Big data requires a way to perform big queries, which brings us to the topic of today’s episode, Google BigQuery. Today’s data is complex, and handling it requires a massive investment in system architecture and hardware. It doesn’t end there, though. You need strategies for scalability. Then, it needs to be managed and maintained. The result, a system where queries can still take minutes to hours to run but what’s more important, developing the infrastructure or finding insights from your data? Well, this is where Google BigQuery comes in.
It’s a fully-managed, massive-scale, low-cost enterprise data warehouse, running on top of Google’s proven compute, storage, and networking infrastructure. So by replacing the typical hardware setup for a traditional data warehouse, with the BigQuery service, there’s no infrastructure to manage, no database administrator. BigQuery can serve as a collective whole for all analytical data in your organization. BigQuery is fantastic for running ad hoc queries and aggregating queries across extremely large data sets and it’s really fast.

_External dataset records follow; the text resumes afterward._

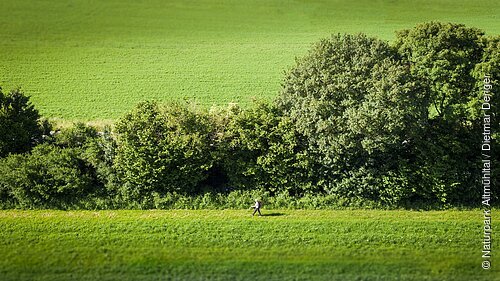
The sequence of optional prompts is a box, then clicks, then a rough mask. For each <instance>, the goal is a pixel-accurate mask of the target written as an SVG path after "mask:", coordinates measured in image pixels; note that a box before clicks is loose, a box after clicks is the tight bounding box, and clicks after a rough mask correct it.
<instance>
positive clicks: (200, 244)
mask: <svg viewBox="0 0 500 281" xmlns="http://www.w3.org/2000/svg"><path fill="white" fill-rule="evenodd" d="M263 211H264V215H265V216H262V217H252V216H251V215H250V213H249V212H250V211H244V210H223V211H213V210H203V211H185V210H176V211H98V212H93V211H74V212H65V211H0V253H1V254H0V280H3V281H8V280H15V281H22V280H51V281H56V280H120V281H125V280H231V281H234V280H266V281H269V280H328V281H331V280H342V281H349V280H384V281H387V280H418V281H422V280H436V281H438V280H439V281H443V280H453V281H460V280H463V281H472V280H488V281H494V280H500V271H499V268H500V259H498V258H497V255H496V253H495V250H496V249H499V247H498V246H500V245H499V244H498V242H497V240H494V245H493V254H492V269H490V270H483V269H482V268H481V261H482V259H481V250H482V237H483V236H482V235H483V234H482V220H481V219H482V212H481V211H480V210H472V211H429V212H416V211H374V210H356V211H347V210H346V211H288V210H286V211H285V210H282V211H271V210H263Z"/></svg>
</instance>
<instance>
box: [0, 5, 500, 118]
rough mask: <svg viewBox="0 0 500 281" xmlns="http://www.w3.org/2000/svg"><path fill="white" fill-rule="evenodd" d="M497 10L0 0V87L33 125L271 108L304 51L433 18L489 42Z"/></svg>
mask: <svg viewBox="0 0 500 281" xmlns="http://www.w3.org/2000/svg"><path fill="white" fill-rule="evenodd" d="M499 4H500V3H499V2H498V1H497V0H482V1H469V0H439V1H434V0H401V1H394V0H379V1H373V0H360V1H353V0H332V1H318V0H312V1H302V0H300V1H298V0H295V1H294V0H244V1H243V0H217V1H215V0H190V1H185V0H150V1H137V0H107V1H97V0H74V1H66V0H50V1H49V0H2V1H0V12H1V16H0V85H1V86H2V87H3V88H4V91H7V90H10V89H12V88H15V87H18V86H20V87H21V88H22V89H23V90H24V92H25V93H27V94H28V95H31V96H32V101H33V102H34V104H35V106H36V107H37V108H38V109H39V110H40V111H41V113H42V115H44V116H46V117H50V118H53V119H63V120H82V121H85V120H87V121H88V120H113V119H116V118H117V117H119V116H121V115H122V114H123V113H124V112H126V111H128V110H129V109H131V108H132V107H133V106H134V105H135V104H137V103H138V102H140V101H144V100H158V101H163V102H165V101H170V100H183V99H188V100H192V101H195V102H197V103H200V104H202V105H205V106H211V105H214V104H217V105H224V104H227V103H228V102H237V103H240V104H241V105H243V106H245V105H248V104H249V103H251V101H252V99H263V100H271V99H272V98H273V97H274V96H276V94H277V93H278V92H279V89H280V83H281V80H282V79H283V76H284V75H283V72H284V71H285V70H286V69H289V68H290V67H291V66H292V65H293V63H294V60H295V57H300V56H303V55H304V54H305V53H306V51H307V49H308V48H309V47H310V46H311V44H312V43H313V42H316V41H318V40H319V39H320V38H323V37H327V36H328V35H330V34H332V33H339V32H340V33H358V32H364V33H367V34H369V35H373V36H378V37H379V38H382V39H385V40H391V39H392V38H394V31H395V30H400V29H403V28H410V27H413V26H414V25H415V24H416V23H419V22H424V21H430V20H440V21H451V22H457V23H464V24H466V25H468V26H474V27H478V28H481V29H483V30H484V31H485V32H486V33H487V34H490V35H495V34H499V33H500V5H499Z"/></svg>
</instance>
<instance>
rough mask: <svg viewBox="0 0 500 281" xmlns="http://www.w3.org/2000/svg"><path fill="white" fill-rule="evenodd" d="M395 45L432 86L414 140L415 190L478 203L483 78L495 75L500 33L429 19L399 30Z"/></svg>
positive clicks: (479, 175)
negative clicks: (490, 38) (416, 177)
mask: <svg viewBox="0 0 500 281" xmlns="http://www.w3.org/2000/svg"><path fill="white" fill-rule="evenodd" d="M394 46H395V48H396V49H397V51H398V53H399V56H400V57H401V60H402V61H403V63H405V64H407V65H408V66H409V68H410V72H411V73H412V74H413V75H416V76H418V77H420V78H421V79H423V80H424V81H425V83H426V84H427V85H429V89H430V91H429V92H428V95H427V96H426V97H425V98H426V99H428V100H429V108H428V120H427V124H426V125H425V130H424V131H423V132H422V138H421V141H420V142H418V143H415V145H416V147H417V149H416V150H417V153H416V155H415V157H416V161H415V168H414V170H415V171H416V174H417V175H418V178H417V181H416V182H417V183H419V184H416V186H415V189H416V192H415V193H416V194H417V195H418V196H420V197H423V198H424V199H425V200H427V201H429V200H436V199H437V200H438V201H441V202H446V203H457V202H461V203H467V204H473V203H478V202H479V199H480V196H479V193H478V189H477V188H475V186H477V185H478V184H480V175H481V172H480V151H479V149H478V148H479V147H480V143H481V137H480V136H482V129H483V128H482V114H483V113H482V112H481V104H480V102H481V100H482V99H483V92H482V88H483V85H482V83H483V77H484V75H485V74H487V73H489V74H491V75H492V76H493V77H492V81H493V80H495V79H498V75H499V73H498V72H499V68H498V39H489V38H486V37H484V33H483V32H482V31H481V30H479V29H476V28H469V27H466V26H464V25H462V24H452V23H440V22H429V23H424V24H419V25H417V26H416V27H414V28H412V29H409V30H403V31H400V32H398V33H397V36H396V41H395V44H394ZM495 77H496V78H495ZM494 98H495V99H498V98H497V97H496V96H494ZM493 103H494V102H493ZM495 111H496V108H494V109H493V110H492V112H495ZM496 112H498V111H496ZM497 124H498V123H497ZM497 124H494V125H493V127H498V125H497Z"/></svg>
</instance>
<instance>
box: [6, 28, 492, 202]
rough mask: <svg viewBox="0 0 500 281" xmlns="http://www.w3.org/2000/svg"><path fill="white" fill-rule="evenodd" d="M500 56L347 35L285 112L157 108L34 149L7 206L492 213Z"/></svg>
mask: <svg viewBox="0 0 500 281" xmlns="http://www.w3.org/2000/svg"><path fill="white" fill-rule="evenodd" d="M499 46H500V38H499V37H486V36H485V35H484V34H483V33H482V32H481V31H480V30H477V29H475V28H468V27H465V26H463V25H459V24H443V23H438V22H431V23H425V24H420V25H417V26H416V27H415V28H413V29H410V30H403V31H401V32H398V33H397V37H396V40H395V42H394V44H393V45H390V44H388V43H386V42H384V41H381V40H378V39H376V38H370V37H367V36H365V35H334V36H332V37H330V38H328V39H323V40H321V41H320V42H318V43H317V44H315V45H314V46H313V48H312V49H311V51H310V52H309V53H308V54H307V55H306V56H305V57H304V58H301V59H298V60H297V64H296V66H295V67H293V68H292V69H291V70H290V71H289V72H287V73H286V77H285V80H284V82H283V90H282V92H281V93H280V95H279V96H278V98H277V100H276V101H275V102H274V103H270V104H267V103H258V104H256V105H255V106H254V107H251V108H247V109H243V108H240V107H238V106H237V105H234V104H232V105H230V106H228V107H227V108H212V109H211V110H205V109H203V108H199V107H197V106H196V105H193V104H167V105H160V104H158V103H156V102H145V103H141V104H139V105H138V106H137V107H136V108H135V109H134V110H132V111H131V112H130V113H128V114H126V115H125V116H124V117H122V118H121V119H120V120H119V121H118V122H117V123H116V124H115V127H114V129H113V130H111V129H109V128H106V129H105V130H104V131H102V132H98V131H97V130H96V129H95V128H92V127H89V126H86V125H83V124H75V125H74V126H73V127H71V128H67V129H64V130H61V131H60V132H57V133H55V134H53V135H51V136H46V138H45V139H44V143H43V144H40V145H39V146H37V147H35V148H34V149H33V151H31V152H28V153H24V154H21V152H24V151H26V150H27V149H28V148H29V145H28V144H34V143H36V141H35V140H37V141H40V140H41V139H40V140H38V139H37V138H35V137H30V138H28V139H29V140H30V142H25V143H26V144H27V146H26V148H25V149H24V150H15V149H11V150H10V151H9V152H12V153H14V154H12V155H9V156H7V157H4V158H3V159H0V200H1V205H2V206H4V207H23V208H39V207H57V208H72V207H79V208H242V207H243V208H244V207H247V206H249V205H250V203H251V201H252V199H254V198H260V199H261V200H263V201H264V202H266V204H268V206H270V207H276V208H337V207H345V206H365V207H399V206H403V207H412V206H417V207H424V206H425V207H429V206H431V207H443V206H445V207H446V206H461V205H466V206H478V205H479V204H480V200H481V195H480V193H481V188H480V187H481V176H482V175H481V150H480V147H481V142H482V141H483V134H482V133H483V130H484V127H483V114H484V113H483V111H482V110H481V103H482V101H483V83H484V82H483V78H484V75H490V77H491V83H492V84H493V88H492V90H491V101H490V104H491V109H490V110H489V111H488V113H489V114H491V115H492V120H493V121H492V124H491V131H492V132H493V134H492V138H493V139H492V144H491V146H492V151H493V152H492V153H491V157H492V160H493V161H500V158H499V157H500V156H499V155H500V154H495V151H496V150H497V149H498V144H497V142H496V140H497V138H498V132H499V130H500V126H499V122H498V120H497V117H498V113H499V112H498V108H499V107H498V103H499V102H500V101H499V98H498V96H497V95H496V91H497V90H496V88H498V82H499V79H500V77H499V76H500V60H499V58H498V52H499V50H500V47H499ZM18 95H20V94H19V93H18ZM18 98H19V99H20V100H22V101H24V104H25V105H24V106H28V107H27V110H25V111H22V110H21V111H20V110H18V112H20V114H18V115H19V116H21V117H22V118H25V116H23V114H22V113H25V115H26V118H27V117H30V118H31V119H30V120H34V121H33V122H32V124H34V125H33V129H32V131H35V132H39V131H37V130H39V129H37V128H39V125H37V124H38V119H39V116H38V115H37V112H36V110H34V109H33V107H32V106H30V105H28V103H27V99H26V98H23V96H22V95H20V96H19V97H18ZM9 116H10V115H9ZM12 116H14V115H12ZM5 118H6V120H7V121H5V124H7V122H12V120H18V119H19V118H18V117H16V118H17V119H16V118H14V117H12V118H8V116H7V117H5ZM9 124H10V123H9ZM35 125H36V126H35ZM4 127H5V126H4ZM6 128H7V127H6ZM9 128H10V127H9ZM16 153H17V154H16ZM5 155H6V154H4V155H3V156H5ZM496 171H497V170H493V172H492V181H493V185H492V188H493V191H492V194H493V195H494V198H497V197H498V195H496V194H497V192H496V190H497V189H498V188H497V187H496V186H497V185H496V183H498V182H499V181H498V178H499V176H498V173H496Z"/></svg>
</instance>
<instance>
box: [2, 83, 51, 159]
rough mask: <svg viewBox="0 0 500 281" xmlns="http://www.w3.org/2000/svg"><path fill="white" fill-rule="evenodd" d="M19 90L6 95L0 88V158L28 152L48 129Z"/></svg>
mask: <svg viewBox="0 0 500 281" xmlns="http://www.w3.org/2000/svg"><path fill="white" fill-rule="evenodd" d="M39 119H40V115H39V114H38V110H36V109H35V108H34V106H33V105H32V104H31V102H30V101H29V97H27V96H25V95H24V94H23V93H22V92H21V91H20V90H13V91H10V92H9V93H8V94H4V93H3V92H2V88H0V157H3V156H6V155H7V154H9V153H22V152H26V151H29V150H30V149H31V148H32V147H33V146H34V145H36V144H37V143H39V142H40V141H41V138H42V135H43V133H45V132H46V131H47V130H48V129H49V127H48V125H47V123H43V122H40V120H39Z"/></svg>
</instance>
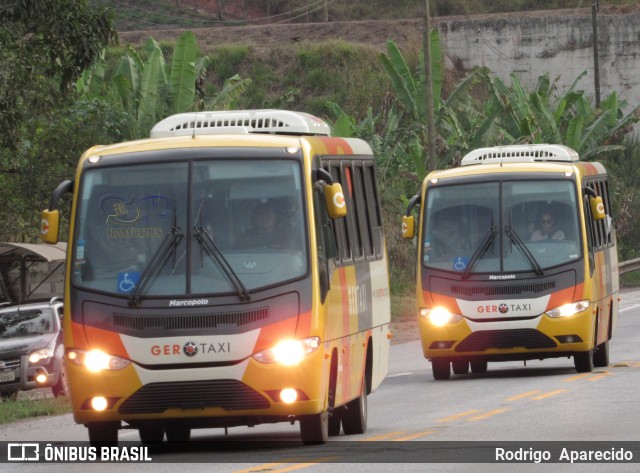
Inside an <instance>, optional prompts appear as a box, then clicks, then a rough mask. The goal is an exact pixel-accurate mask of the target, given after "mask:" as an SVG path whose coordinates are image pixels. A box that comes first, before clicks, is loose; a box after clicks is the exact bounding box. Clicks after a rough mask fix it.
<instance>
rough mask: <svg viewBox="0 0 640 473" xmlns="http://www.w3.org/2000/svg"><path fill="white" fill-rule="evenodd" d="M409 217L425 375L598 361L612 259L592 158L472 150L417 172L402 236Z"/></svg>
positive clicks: (603, 182)
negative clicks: (421, 187)
mask: <svg viewBox="0 0 640 473" xmlns="http://www.w3.org/2000/svg"><path fill="white" fill-rule="evenodd" d="M418 205H419V207H420V211H419V217H418V219H417V222H419V223H416V219H415V217H414V215H412V209H413V208H415V207H416V206H418ZM416 226H417V234H418V235H417V236H418V242H419V244H418V248H417V260H418V264H417V286H416V298H417V310H418V320H419V331H420V337H421V342H422V350H423V353H424V356H425V358H427V359H429V360H431V367H432V371H433V377H434V378H435V379H447V378H449V377H450V376H451V371H452V370H453V373H454V374H466V373H468V372H469V369H471V372H472V373H484V372H486V370H487V364H488V362H490V361H491V362H494V361H508V360H524V362H525V363H526V361H527V360H533V359H545V358H550V357H568V358H570V357H573V361H574V365H575V369H576V370H577V371H578V372H589V371H591V370H592V369H593V366H600V367H601V366H607V365H608V363H609V340H610V339H611V337H612V335H613V332H614V329H615V327H616V325H617V319H618V292H619V286H618V259H617V252H616V238H615V230H614V226H613V221H612V217H611V202H610V198H609V188H608V182H607V173H606V171H605V168H604V167H603V166H602V165H601V164H600V163H597V162H581V161H580V160H579V156H578V154H577V153H576V152H575V151H574V150H572V149H570V148H567V147H565V146H561V145H513V146H503V147H495V148H482V149H477V150H474V151H472V152H470V153H469V154H467V155H466V156H465V157H464V158H463V159H462V162H461V166H460V167H457V168H454V169H448V170H442V171H434V172H432V173H430V174H429V175H428V176H427V177H426V178H425V179H424V182H423V183H422V188H421V191H420V193H419V194H418V195H416V196H415V197H414V198H413V199H411V201H410V203H409V206H408V208H407V212H406V215H405V216H404V217H403V236H404V237H405V238H413V237H414V234H415V233H416Z"/></svg>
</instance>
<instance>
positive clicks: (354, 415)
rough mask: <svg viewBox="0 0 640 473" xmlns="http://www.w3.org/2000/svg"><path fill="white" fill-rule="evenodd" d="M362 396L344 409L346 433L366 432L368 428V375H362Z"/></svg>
mask: <svg viewBox="0 0 640 473" xmlns="http://www.w3.org/2000/svg"><path fill="white" fill-rule="evenodd" d="M361 389H362V391H361V392H360V396H358V397H357V398H355V399H354V400H353V401H351V402H349V403H348V404H347V405H346V409H345V410H344V411H342V430H344V433H345V435H354V434H364V432H365V431H366V430H367V377H366V376H363V377H362V386H361Z"/></svg>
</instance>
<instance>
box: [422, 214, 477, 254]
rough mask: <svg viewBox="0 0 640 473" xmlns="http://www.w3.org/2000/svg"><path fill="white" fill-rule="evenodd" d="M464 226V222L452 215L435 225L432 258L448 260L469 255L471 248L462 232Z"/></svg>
mask: <svg viewBox="0 0 640 473" xmlns="http://www.w3.org/2000/svg"><path fill="white" fill-rule="evenodd" d="M462 225H463V222H462V221H460V220H459V219H457V218H456V217H454V216H451V215H447V216H446V217H444V218H442V219H441V220H439V221H437V222H436V223H435V224H434V228H433V241H432V242H431V251H430V257H431V258H434V259H435V260H447V259H450V258H453V257H456V256H462V255H468V254H469V252H470V249H471V247H470V244H469V240H468V239H467V238H465V235H464V232H463V231H462Z"/></svg>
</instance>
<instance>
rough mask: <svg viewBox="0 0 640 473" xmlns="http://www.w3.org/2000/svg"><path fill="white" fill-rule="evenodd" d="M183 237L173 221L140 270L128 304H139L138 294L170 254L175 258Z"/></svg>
mask: <svg viewBox="0 0 640 473" xmlns="http://www.w3.org/2000/svg"><path fill="white" fill-rule="evenodd" d="M183 238H184V234H183V233H182V231H181V230H180V227H178V226H177V225H176V224H175V222H174V225H173V226H172V227H171V229H170V230H169V232H168V233H167V234H166V235H165V237H164V240H162V243H160V246H159V247H158V249H157V250H156V251H155V253H154V254H153V256H152V257H151V261H149V264H148V265H147V266H146V267H145V268H144V270H143V271H142V274H141V275H140V280H139V281H138V284H137V285H136V288H135V290H134V291H133V292H132V293H131V296H129V305H130V306H132V307H136V306H138V305H139V304H140V295H141V294H142V293H143V292H144V290H145V288H146V286H147V285H148V284H149V282H150V281H151V278H152V277H153V276H155V275H156V274H157V272H158V271H159V270H160V269H162V267H163V266H164V264H165V263H166V261H167V260H168V259H169V256H170V255H172V254H173V255H174V258H175V254H176V248H177V247H178V244H179V243H180V241H181V240H182V239H183ZM169 250H171V251H169Z"/></svg>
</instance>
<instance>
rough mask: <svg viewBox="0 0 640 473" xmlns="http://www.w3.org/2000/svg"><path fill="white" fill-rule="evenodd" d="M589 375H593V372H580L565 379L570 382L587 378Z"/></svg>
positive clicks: (567, 381) (566, 381)
mask: <svg viewBox="0 0 640 473" xmlns="http://www.w3.org/2000/svg"><path fill="white" fill-rule="evenodd" d="M587 376H591V373H580V374H577V375H575V376H571V378H567V379H565V380H564V382H565V383H570V382H572V381H576V380H578V379H582V378H586V377H587Z"/></svg>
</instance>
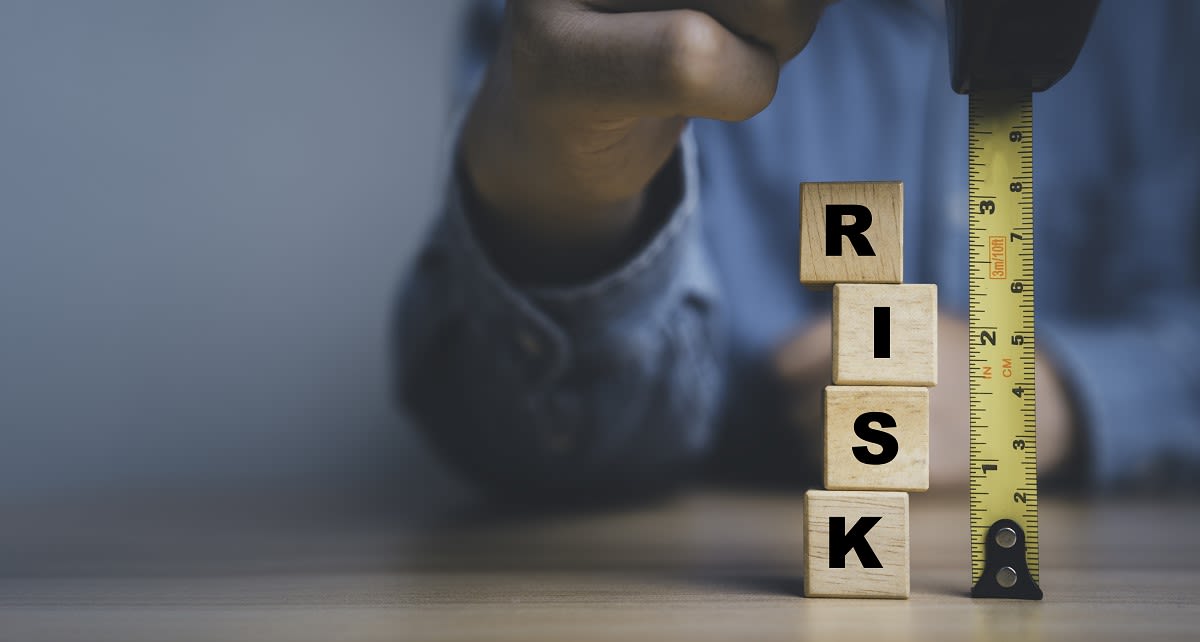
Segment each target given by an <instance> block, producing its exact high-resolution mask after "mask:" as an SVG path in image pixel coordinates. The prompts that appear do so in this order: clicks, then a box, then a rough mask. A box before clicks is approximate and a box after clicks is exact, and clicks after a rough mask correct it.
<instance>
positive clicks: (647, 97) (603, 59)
mask: <svg viewBox="0 0 1200 642" xmlns="http://www.w3.org/2000/svg"><path fill="white" fill-rule="evenodd" d="M528 5H530V4H518V6H528ZM532 5H536V4H532ZM529 8H530V11H520V10H515V11H512V12H511V13H512V19H514V20H516V22H517V24H515V25H514V29H512V32H514V38H515V40H514V43H512V52H514V82H515V83H516V86H517V89H518V90H520V91H529V92H533V94H534V95H536V96H538V97H539V98H541V100H542V101H550V102H551V103H557V104H562V106H563V107H565V108H571V109H584V110H592V112H595V113H596V114H604V115H608V116H664V118H665V116H698V118H712V119H719V120H744V119H748V118H750V116H752V115H755V114H757V113H758V112H761V110H762V109H764V108H766V107H767V104H769V103H770V100H772V98H773V97H774V94H775V85H776V82H778V79H779V62H778V60H776V59H775V58H774V56H773V55H772V54H770V53H769V52H768V50H766V49H764V48H763V47H761V46H756V44H752V43H750V42H746V41H744V40H742V38H739V37H738V36H736V35H733V34H732V32H731V31H728V30H727V29H725V28H724V26H721V24H720V23H718V22H716V20H715V19H713V18H712V17H710V16H708V14H706V13H701V12H697V11H689V10H682V11H661V12H646V13H599V12H593V11H586V10H581V8H574V10H572V8H568V10H562V8H559V10H557V11H532V8H538V7H529Z"/></svg>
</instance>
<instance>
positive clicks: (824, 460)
mask: <svg viewBox="0 0 1200 642" xmlns="http://www.w3.org/2000/svg"><path fill="white" fill-rule="evenodd" d="M902 268H904V187H902V186H901V184H900V182H817V184H803V185H800V282H802V283H804V284H805V286H810V287H816V288H828V287H833V347H832V348H833V373H832V374H833V376H832V379H833V384H834V385H830V386H828V388H826V397H824V430H826V434H824V486H826V488H828V490H824V491H809V492H808V494H805V497H804V523H805V527H804V529H805V534H804V536H805V540H804V541H805V544H804V546H805V551H804V594H805V595H808V596H812V598H907V596H908V494H907V492H920V491H925V490H928V488H929V386H932V385H936V384H937V288H936V286H931V284H904V283H902V281H904V271H902Z"/></svg>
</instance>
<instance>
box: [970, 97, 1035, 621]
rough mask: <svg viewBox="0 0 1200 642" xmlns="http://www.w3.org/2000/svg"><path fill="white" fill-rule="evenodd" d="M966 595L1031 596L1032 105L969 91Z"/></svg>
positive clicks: (1032, 167) (1034, 435)
mask: <svg viewBox="0 0 1200 642" xmlns="http://www.w3.org/2000/svg"><path fill="white" fill-rule="evenodd" d="M970 101H971V103H970V120H968V127H970V130H968V134H970V136H968V138H970V144H968V161H967V168H968V179H970V206H971V212H970V233H968V234H970V274H968V283H970V299H968V300H970V329H971V330H970V332H971V346H970V364H971V370H970V397H971V480H970V481H971V577H972V587H973V588H972V590H971V594H972V595H973V596H976V598H1021V599H1040V598H1042V589H1040V588H1039V587H1038V581H1039V577H1038V570H1039V569H1038V494H1037V475H1038V473H1037V430H1036V422H1034V407H1036V392H1034V385H1033V379H1034V348H1036V343H1034V340H1033V100H1032V94H1031V92H1030V91H1027V90H1025V91H1021V90H1016V91H1009V90H996V91H972V92H971V98H970Z"/></svg>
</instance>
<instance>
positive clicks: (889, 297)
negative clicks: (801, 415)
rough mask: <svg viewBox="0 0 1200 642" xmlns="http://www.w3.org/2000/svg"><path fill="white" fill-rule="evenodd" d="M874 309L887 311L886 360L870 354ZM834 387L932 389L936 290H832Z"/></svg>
mask: <svg viewBox="0 0 1200 642" xmlns="http://www.w3.org/2000/svg"><path fill="white" fill-rule="evenodd" d="M876 307H888V308H890V312H889V317H890V324H889V325H890V337H889V344H890V346H889V352H888V356H887V358H886V359H881V358H876V355H875V348H876V346H875V341H876V338H875V335H876V332H875V319H876V317H875V308H876ZM833 383H835V384H838V385H917V386H931V385H937V286H932V284H907V286H892V284H887V286H876V284H841V283H839V284H836V286H834V288H833Z"/></svg>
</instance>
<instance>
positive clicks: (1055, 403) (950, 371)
mask: <svg viewBox="0 0 1200 642" xmlns="http://www.w3.org/2000/svg"><path fill="white" fill-rule="evenodd" d="M832 336H833V335H832V324H830V322H829V318H828V317H826V318H823V319H821V320H818V322H816V323H814V324H811V325H810V326H809V328H806V329H805V330H804V331H802V332H800V334H798V335H797V336H796V337H793V338H792V340H790V341H787V342H786V343H785V344H784V346H782V347H781V348H780V350H779V352H778V354H776V359H775V370H776V372H778V373H779V376H780V377H781V378H782V379H784V382H786V385H787V389H788V390H790V391H791V392H792V395H793V397H792V398H793V402H792V404H791V413H790V414H791V418H790V419H791V422H792V425H793V426H794V430H798V431H802V432H803V433H804V434H803V438H805V439H806V440H809V443H810V444H811V450H812V451H815V452H817V454H820V452H821V451H822V449H823V443H824V442H823V439H824V436H823V430H824V426H823V419H822V398H823V397H822V391H823V389H824V386H826V385H829V382H830V379H832V372H833V370H832V368H833V340H832ZM967 336H968V332H967V324H966V322H965V320H962V319H961V318H959V317H956V316H954V314H950V313H947V312H940V313H938V319H937V386H936V388H934V389H931V390H930V408H929V422H930V426H929V430H930V436H929V440H930V444H929V450H930V452H929V457H930V458H929V485H930V488H934V490H950V488H962V487H966V484H967V466H968V446H967V444H968V443H970V427H968V426H970V410H968V396H967V395H968V388H967ZM1037 390H1038V412H1037V420H1038V467H1039V470H1040V472H1042V473H1043V474H1049V473H1052V472H1055V470H1056V469H1057V468H1060V467H1061V466H1062V464H1063V463H1064V462H1066V458H1067V456H1068V454H1069V451H1070V448H1072V442H1073V432H1074V418H1073V413H1072V408H1070V404H1069V402H1068V397H1067V394H1066V389H1064V386H1063V382H1062V379H1061V378H1060V377H1058V371H1057V368H1056V367H1055V366H1054V364H1052V362H1051V361H1050V360H1049V359H1046V358H1045V356H1044V355H1042V354H1038V356H1037ZM816 462H817V464H820V463H821V457H820V456H817V457H816Z"/></svg>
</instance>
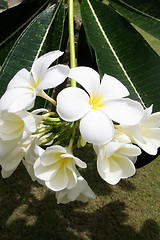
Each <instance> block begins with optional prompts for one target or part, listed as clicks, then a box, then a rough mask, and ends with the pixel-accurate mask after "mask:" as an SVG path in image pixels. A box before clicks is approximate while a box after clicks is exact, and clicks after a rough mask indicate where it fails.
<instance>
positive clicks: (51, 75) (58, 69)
mask: <svg viewBox="0 0 160 240" xmlns="http://www.w3.org/2000/svg"><path fill="white" fill-rule="evenodd" d="M68 74H69V67H68V66H65V65H57V66H54V67H52V68H49V69H48V70H47V72H46V73H45V74H44V76H43V79H42V81H41V82H40V84H39V85H38V86H37V89H43V90H45V89H50V88H54V87H57V86H58V85H60V84H61V83H63V82H64V80H65V79H66V78H67V77H68Z"/></svg>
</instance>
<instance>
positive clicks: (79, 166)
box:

It can scan terabytes in seconds and petabytes in minutes. This makes interactive self-service exploration of massive data sets viable, which means better analysis, more creativity, and you can drive more interesting insights from your data. BigQuery does not replace every enterprise data stored, though. For instance, it’s not an online transaction processing system and it’s not geared towards applying changes as they happen. Since BigQuery is a self-contained, cloud-based solution, it’s also not an on-premise solution. Query and storage resources are allocated dynamically based on your usage patterns.
Got a really big query? BigQuery scales for you, using the processing power of Google’s infrastructure. Sharing and collaboration are easy. You can control access to both the project and your data based on your business needs, such as giving others the ability to view or query your data and because you can use standard SQL queries, anyone can get involved. Replicating data across multiple geographies ensures a 99.9% SLA. You’re always going to be able to access your data and you won’t lose your data. BigQuery also encrypts all data at rest and in-transit by default.
In terms of pricing, BigQuery separates the concepts of storage and compute. This allows you to scale and pay for each independently. You can either choose a pay-as-you-go model or a flat rate monthly price now, the fun part, Qwik Labs. You can check out the links to start the Qwik Labs yourself here. These labs provide an introductory walkthrough of how to load and query data using both BigQuery web UI and the command line tool. Keep in mind that these labs will take about 30 minutes each to complete. At this point in the lab, we’ve loaded a custom data set into the new table. We’re going to preview the table and query the custom data set. Locate the table in BigQuery. Open the table and click Preview to view the data. Click Compose Query. Query the babynames data set.